I have millions of business records. New businesses are added everyday. Every time a new Business is added, we need to determine if the particular business already exists. We query our database and search for businesses with matching keywords as entered by the user. The query is on multiple columns and we return the best 10 matches based on the number of tokens that match.
Example:
Existing information :
Listing 1 :
Business Name : Spacely Space Sprockets
Address: Ring 325, Satellite 63, Outer Space, Galaxy X271
Listing 2 :
Business Name : Fred Freaking Flasks
Address: #456, Bedrock, Stone Cave, Earth
Consider my database has the above mentioned records. Now, a user comes to add a new listing and he enters :
Business Name: Space Ventura Quentin Tarantino
Address: God Father Street, Kill Stone, Outer Mafia, Folsom Prison
Now, my search would see that the new record has matches in the existing listing 1 and listing 2.
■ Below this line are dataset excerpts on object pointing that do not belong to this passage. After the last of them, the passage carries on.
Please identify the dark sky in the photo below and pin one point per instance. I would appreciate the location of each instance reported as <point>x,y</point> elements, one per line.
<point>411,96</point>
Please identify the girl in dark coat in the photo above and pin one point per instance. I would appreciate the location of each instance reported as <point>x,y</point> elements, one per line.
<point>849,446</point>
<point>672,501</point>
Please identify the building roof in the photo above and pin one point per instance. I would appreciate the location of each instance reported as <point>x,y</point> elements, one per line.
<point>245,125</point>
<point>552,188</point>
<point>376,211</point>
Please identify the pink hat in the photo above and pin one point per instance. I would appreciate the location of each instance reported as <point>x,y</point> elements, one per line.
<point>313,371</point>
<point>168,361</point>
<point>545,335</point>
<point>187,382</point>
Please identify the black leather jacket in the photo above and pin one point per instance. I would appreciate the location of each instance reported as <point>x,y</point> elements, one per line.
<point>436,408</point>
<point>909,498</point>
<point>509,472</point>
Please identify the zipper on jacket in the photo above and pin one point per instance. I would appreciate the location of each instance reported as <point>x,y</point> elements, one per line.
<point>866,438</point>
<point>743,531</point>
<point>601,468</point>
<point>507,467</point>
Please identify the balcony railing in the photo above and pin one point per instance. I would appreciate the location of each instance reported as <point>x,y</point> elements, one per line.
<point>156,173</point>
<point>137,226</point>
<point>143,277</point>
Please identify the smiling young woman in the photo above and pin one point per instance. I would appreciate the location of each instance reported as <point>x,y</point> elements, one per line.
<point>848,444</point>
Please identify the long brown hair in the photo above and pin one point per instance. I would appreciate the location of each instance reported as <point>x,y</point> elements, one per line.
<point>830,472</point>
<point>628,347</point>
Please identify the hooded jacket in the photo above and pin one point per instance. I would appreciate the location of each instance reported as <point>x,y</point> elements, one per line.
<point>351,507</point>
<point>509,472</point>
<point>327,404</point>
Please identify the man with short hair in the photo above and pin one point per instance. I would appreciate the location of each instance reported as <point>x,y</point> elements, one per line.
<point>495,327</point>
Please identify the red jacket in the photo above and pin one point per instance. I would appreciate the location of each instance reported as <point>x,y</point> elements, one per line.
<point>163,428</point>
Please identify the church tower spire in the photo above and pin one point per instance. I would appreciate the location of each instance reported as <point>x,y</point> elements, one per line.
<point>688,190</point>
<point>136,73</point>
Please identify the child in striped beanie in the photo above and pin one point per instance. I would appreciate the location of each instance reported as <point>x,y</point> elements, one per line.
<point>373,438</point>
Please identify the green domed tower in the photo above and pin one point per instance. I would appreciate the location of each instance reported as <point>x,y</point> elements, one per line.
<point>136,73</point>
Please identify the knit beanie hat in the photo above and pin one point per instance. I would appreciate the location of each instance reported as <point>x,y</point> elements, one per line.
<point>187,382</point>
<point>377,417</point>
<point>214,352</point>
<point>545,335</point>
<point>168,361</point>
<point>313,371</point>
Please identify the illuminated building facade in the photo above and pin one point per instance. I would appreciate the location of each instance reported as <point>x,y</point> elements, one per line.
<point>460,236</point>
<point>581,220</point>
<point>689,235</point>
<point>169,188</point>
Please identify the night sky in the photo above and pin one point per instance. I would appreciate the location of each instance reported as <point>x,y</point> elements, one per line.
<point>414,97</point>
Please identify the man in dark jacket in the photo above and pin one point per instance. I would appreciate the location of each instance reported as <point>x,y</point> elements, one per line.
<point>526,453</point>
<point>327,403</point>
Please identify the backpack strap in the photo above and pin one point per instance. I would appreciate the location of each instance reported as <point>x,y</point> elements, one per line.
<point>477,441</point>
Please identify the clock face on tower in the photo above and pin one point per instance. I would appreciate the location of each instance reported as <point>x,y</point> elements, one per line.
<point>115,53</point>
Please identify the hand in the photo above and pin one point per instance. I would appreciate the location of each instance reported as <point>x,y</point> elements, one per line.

In listing 1, the Business Name column matches one of the keyword(space) in the newly entered business name. The Address columns of both Listing 1 as well as Listing 2 have one match each(listing 1 has outer while listing 2 has stone) in the newly added listing.
Since Listing 1 has 2 matches in the newly entered data, Listing 1 would be displayed above Listing 2 as a duplicate suggestion.
This is what I want to do. Please remember the data would be in the range of 10 to 15 million records to start with and hope to reach 50 million over a period of time. Your help would be greatly appreciated. Sorry about the long post!